А ему и не придется. Другие скажут за него. В связи с вопросом о проведении водопровода в Гиблой слободе неизбежно встанет вопрос о кредитах, и разговор волей — неволей зайдет о военном бюджете, а там недалеко и до перевооружения Германии. Если генеральный советник попытается избежать столь щекотливой темы, его могут призвать к порядку те самые домашние хозяйки, которые то и дело кричат, чтобы их оставили в покое со всей этой политикой.

— Видишь ли, — настойчиво заговорил человек — привидение, — самое удивительное в этой замечательной истории с водопроводом то, что вся кутерьма затеяна женщинами и они всем заправляют.

— Женщинами! — воскликнул Шантелуб. — Да с ними еще труднее, чем с молодежью!

— Прежде чем пытаться изменить молодежь, Рене, надо принять ее такой, какова она есть.

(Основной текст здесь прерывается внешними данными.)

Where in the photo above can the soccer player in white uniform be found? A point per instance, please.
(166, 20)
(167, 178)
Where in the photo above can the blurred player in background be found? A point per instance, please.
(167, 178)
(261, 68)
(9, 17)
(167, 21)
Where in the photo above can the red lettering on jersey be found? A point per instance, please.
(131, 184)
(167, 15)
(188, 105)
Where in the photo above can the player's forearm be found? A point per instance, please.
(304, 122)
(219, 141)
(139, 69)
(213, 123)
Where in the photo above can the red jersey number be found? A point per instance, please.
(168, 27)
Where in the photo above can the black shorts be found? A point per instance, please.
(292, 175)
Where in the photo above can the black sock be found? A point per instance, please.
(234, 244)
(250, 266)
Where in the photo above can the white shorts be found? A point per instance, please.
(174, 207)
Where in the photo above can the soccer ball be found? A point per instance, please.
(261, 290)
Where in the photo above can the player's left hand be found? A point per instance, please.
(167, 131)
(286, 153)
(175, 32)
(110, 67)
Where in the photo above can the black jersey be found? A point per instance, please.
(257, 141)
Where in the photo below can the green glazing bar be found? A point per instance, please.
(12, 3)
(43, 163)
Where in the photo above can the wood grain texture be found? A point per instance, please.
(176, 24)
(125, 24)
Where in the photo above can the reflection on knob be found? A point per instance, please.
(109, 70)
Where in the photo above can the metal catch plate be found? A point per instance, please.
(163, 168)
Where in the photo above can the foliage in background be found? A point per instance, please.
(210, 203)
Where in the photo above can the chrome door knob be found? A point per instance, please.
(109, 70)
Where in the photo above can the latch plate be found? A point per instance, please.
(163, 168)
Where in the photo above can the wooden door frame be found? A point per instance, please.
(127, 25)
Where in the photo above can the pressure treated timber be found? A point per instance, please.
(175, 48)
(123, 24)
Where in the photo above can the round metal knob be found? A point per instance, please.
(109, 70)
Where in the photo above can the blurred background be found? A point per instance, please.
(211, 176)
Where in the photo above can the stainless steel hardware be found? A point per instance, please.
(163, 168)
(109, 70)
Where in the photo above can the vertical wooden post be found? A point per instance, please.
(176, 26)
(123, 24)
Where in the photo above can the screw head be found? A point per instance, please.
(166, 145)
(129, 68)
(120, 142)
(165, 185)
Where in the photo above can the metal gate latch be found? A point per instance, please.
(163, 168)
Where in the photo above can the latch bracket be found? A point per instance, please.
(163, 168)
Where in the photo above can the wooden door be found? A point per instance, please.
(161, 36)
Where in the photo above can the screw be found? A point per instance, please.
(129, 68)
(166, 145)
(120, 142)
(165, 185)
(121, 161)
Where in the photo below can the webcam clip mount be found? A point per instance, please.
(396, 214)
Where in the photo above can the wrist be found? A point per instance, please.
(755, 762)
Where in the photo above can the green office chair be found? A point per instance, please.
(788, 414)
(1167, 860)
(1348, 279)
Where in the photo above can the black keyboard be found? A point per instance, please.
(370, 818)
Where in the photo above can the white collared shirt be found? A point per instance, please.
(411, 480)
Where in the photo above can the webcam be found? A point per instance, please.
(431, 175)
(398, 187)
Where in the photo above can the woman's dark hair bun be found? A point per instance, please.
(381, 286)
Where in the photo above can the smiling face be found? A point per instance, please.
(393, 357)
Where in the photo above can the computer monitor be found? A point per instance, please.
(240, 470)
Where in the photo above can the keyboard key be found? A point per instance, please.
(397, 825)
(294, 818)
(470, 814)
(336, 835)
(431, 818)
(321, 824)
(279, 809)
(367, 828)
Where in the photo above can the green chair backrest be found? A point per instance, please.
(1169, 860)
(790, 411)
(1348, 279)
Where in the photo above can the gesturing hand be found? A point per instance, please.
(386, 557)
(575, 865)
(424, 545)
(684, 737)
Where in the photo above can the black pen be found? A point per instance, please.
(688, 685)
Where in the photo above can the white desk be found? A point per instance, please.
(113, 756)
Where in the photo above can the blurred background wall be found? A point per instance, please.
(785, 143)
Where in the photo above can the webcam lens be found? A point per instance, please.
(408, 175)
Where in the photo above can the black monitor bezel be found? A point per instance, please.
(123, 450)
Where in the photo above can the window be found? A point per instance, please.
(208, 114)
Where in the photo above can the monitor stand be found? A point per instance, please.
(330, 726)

Раймон Мартен говорил, положив локти на стол и прижимая ладони к забинтованным щекам, и голос его звучал глухо сквозь компрессы и повязки. Со сдержанной страстностью он излагал Шантелубу те идеи, ради которых еще не так давно рисковал жизнью. Если хочешь помочь людям, нельзя подходить к ним с видом превосходства. Прежде всего надо их любить. Он, Мартен, понятно, плохой советчик, сам часто не знает, как ему быть с Ритоном. Сын вышел не совсем такой, каким хотелось бы его видеть. Но Мартен старается понять его. Ему уже начинают нравиться музыкальные радиопередачи, и он не без удивления обнаруживает, что песня служит народу средством выражать свои чувства. А это сила, которой не стоит пренебрегать.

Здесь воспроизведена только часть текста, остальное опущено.